Jaded people like me bitch and moan about every new season of anime, lamenting low-quality work cranked out in gigantic quantities. Boo hoo this is formulaic, wahhhh this is based on a porn game, whine whine that's such a crap robot design. We can't level those complaints about Kaiba, because Kaiba is something else entirely. Anime fans, as indoctrinated to cliche as we are, might not even want to call it anime. I mean, there isn't a super robot, or guys who know special moves, or targets to project one's Japanophilia on. There's not even a school uniform in sight. Heavens! It is because of these things that you should watch Kaiba. Kaiba, you see, is artsy.
The director is Masaaki Yuasa, a dude with a clear track record for the unconventional: among others, he's directed the cult favorites Cat Soup, Mind Game, and Kemonozume. His style is wildly kinetic, free-flowing, rough around the edges. His brain, I'm certain, is a wonderful place. To this end, the character design is about as simple and clean as possible-- something like Tezuka by way of superflat-- and is in full service of the animation. While it's very pretty, this isn't really a show to look at in single frames: you want to see it in motion.
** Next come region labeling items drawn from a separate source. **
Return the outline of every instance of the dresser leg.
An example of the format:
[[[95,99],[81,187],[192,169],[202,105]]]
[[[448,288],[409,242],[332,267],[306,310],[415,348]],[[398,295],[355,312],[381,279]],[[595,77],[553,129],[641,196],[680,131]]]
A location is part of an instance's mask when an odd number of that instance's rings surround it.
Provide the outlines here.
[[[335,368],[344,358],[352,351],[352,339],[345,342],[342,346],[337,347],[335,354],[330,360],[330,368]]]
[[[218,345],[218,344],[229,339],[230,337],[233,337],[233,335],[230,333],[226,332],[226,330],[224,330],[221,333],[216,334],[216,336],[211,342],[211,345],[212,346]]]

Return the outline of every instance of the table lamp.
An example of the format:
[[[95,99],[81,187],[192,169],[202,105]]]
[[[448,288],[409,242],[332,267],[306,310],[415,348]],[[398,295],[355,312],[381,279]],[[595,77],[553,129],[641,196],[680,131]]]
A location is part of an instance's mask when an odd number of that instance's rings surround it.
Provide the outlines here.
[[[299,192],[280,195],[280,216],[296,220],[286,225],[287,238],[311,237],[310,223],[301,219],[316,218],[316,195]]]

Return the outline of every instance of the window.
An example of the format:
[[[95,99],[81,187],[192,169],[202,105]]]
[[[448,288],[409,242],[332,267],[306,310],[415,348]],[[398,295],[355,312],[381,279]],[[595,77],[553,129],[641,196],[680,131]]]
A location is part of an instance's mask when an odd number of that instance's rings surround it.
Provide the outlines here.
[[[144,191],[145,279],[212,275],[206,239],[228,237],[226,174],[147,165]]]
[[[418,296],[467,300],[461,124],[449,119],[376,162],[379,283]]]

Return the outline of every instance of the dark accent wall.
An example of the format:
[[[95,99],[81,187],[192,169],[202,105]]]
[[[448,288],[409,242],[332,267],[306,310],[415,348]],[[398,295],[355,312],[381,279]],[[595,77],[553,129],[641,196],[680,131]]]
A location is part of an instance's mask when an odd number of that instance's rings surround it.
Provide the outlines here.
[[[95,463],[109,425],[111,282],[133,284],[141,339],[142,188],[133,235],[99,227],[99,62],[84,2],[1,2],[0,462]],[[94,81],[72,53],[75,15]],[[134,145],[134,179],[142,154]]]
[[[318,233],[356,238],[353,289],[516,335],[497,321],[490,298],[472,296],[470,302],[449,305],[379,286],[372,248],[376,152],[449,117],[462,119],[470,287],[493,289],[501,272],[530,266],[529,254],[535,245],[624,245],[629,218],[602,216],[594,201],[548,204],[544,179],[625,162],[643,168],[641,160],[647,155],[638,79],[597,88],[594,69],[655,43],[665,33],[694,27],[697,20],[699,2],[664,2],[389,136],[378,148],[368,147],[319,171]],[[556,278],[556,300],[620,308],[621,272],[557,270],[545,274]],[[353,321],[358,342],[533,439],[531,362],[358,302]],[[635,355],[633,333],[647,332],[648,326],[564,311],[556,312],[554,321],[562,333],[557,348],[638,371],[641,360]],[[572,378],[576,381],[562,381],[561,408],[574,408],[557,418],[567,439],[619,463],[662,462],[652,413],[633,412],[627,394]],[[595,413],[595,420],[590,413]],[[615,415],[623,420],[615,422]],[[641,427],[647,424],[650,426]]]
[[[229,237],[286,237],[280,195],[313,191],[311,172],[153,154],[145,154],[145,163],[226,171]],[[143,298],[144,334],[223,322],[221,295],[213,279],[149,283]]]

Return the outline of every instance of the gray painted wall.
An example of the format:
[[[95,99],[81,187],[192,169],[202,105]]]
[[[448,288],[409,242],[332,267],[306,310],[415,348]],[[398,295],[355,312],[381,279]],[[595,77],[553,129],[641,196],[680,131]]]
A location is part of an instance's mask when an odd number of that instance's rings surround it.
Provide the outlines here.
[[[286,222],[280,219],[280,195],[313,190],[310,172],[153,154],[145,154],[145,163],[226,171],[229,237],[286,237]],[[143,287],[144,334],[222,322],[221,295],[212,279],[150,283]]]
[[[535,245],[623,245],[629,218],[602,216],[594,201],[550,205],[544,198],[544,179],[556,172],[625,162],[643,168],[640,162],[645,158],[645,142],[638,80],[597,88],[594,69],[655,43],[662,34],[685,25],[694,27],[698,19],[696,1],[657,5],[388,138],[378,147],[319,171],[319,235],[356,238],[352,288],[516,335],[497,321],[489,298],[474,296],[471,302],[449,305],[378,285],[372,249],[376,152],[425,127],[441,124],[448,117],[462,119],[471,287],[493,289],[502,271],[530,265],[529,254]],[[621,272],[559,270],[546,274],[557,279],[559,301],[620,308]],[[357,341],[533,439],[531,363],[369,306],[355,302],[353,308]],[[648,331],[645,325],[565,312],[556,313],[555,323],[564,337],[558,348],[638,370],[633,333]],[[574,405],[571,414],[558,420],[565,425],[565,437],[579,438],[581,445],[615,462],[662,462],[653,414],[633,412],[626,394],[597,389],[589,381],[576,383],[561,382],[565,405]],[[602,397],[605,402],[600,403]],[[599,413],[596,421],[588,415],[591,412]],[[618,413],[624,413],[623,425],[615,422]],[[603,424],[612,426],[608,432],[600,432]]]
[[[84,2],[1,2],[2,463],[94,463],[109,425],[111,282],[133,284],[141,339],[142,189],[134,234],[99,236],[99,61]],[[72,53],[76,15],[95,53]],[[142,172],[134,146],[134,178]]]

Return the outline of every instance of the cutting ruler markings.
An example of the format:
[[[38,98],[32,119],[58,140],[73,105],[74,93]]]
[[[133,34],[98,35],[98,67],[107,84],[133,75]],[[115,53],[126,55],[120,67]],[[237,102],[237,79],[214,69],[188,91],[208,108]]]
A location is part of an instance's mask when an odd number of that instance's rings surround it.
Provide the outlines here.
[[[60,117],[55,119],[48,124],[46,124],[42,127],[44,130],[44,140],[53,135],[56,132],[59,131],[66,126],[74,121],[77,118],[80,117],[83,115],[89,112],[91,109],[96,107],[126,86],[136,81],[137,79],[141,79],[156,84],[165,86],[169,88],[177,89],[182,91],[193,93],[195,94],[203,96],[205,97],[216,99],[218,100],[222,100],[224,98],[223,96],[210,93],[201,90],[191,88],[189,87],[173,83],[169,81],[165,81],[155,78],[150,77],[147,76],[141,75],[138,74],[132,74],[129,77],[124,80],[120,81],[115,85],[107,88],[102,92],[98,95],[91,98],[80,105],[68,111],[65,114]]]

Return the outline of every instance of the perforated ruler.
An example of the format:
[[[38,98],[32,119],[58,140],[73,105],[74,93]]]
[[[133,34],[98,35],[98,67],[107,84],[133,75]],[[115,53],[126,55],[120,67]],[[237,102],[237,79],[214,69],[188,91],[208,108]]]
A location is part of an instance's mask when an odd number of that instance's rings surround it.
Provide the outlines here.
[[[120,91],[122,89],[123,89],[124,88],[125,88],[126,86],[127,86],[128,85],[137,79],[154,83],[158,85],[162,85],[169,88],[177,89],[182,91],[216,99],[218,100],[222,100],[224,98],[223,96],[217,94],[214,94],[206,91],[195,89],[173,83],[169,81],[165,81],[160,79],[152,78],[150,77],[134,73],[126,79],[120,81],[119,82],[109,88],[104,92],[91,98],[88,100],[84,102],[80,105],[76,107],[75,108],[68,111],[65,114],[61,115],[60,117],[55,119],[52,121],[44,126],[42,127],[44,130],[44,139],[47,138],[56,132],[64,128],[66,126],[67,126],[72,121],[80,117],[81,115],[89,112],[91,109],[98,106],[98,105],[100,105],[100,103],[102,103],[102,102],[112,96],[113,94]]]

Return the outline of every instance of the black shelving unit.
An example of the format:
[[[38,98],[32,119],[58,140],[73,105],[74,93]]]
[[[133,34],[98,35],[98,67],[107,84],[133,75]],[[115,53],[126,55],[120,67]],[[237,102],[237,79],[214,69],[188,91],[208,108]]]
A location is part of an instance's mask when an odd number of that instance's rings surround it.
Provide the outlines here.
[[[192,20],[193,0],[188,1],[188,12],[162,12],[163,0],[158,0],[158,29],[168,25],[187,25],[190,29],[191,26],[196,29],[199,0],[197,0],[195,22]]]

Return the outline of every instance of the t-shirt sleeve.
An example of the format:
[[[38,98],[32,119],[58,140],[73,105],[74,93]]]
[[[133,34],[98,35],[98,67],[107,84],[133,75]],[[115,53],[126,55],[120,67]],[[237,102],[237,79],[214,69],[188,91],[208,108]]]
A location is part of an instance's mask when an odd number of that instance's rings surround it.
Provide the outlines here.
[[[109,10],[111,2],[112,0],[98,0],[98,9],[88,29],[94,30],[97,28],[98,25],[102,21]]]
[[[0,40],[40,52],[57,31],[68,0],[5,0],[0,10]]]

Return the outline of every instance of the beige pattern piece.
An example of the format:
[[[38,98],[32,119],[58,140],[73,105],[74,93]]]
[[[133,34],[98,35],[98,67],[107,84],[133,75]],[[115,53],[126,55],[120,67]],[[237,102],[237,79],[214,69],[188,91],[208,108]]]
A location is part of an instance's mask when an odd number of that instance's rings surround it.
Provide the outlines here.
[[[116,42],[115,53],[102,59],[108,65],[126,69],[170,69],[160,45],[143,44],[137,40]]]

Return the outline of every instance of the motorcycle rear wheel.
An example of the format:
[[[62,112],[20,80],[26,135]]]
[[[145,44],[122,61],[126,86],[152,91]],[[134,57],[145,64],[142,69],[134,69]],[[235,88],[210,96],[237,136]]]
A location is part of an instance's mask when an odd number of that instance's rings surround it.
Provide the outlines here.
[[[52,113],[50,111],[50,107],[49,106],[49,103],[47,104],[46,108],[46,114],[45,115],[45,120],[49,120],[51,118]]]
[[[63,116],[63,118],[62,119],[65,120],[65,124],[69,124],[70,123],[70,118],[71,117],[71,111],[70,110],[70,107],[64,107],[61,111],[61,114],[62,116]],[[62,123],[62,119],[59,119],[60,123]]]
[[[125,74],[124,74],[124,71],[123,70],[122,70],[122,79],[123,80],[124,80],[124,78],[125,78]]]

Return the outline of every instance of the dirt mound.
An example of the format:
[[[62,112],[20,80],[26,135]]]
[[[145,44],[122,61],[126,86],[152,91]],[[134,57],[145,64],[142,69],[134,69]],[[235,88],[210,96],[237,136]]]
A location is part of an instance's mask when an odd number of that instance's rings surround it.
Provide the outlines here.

With that in mind, I'm not entirely sure what Kaiba is about, and I don't think anybody who isn't working on the show knows yet either. Our unnamed hero is an amnesiac-- but not the whining angsty 15-year-old-boy kind-- who wakes up somewhere with nothing on him but pants and a locket containing a picture of somebody who we are led to assume that he (though "his" gender is uncertain: he's played by Houko Kuwashima, but women voicing young boys is pretty common, so....) loved. Naturally, he is in search of this person, but before he can worry about that, he needs to deal with the very many people and things who are chasing him for reasons that he and we are unaware of.
We eventually find out that he lives in a world where bodies and their corresponding memories are interchangeable: all people have a cone-shaped "chip" somewhere on their body that can be unplugged and put into some other body at any time, thus transferring their conscious. Bodies without chips just stand, immobile, until a chip is plugged into them. Bodies are bought up by the rich, it's explained, to extend their lives. Needless chips, meanwhile, end up in junk heaps or imprisoned in bizarre spinning-wheel contraptions. Our hero is an exception to the chipless body rule: he can move and talk just fine, but it's plain to see that he's got a gaping hole you could fit a tennis ball through inside of his chest.
To tell you much more about what happens might be to spoil your enjoyment, but suffice to say that a lot of people do a lot of running around a lot of fascinating scenery. I don't know where they're going, and honestly, that's fine with me.
I'll probably wait for a batch, since a) I'm watching too much this season and b) It'll be subbed at snail's pace, not dissimilar to Dennou Coil.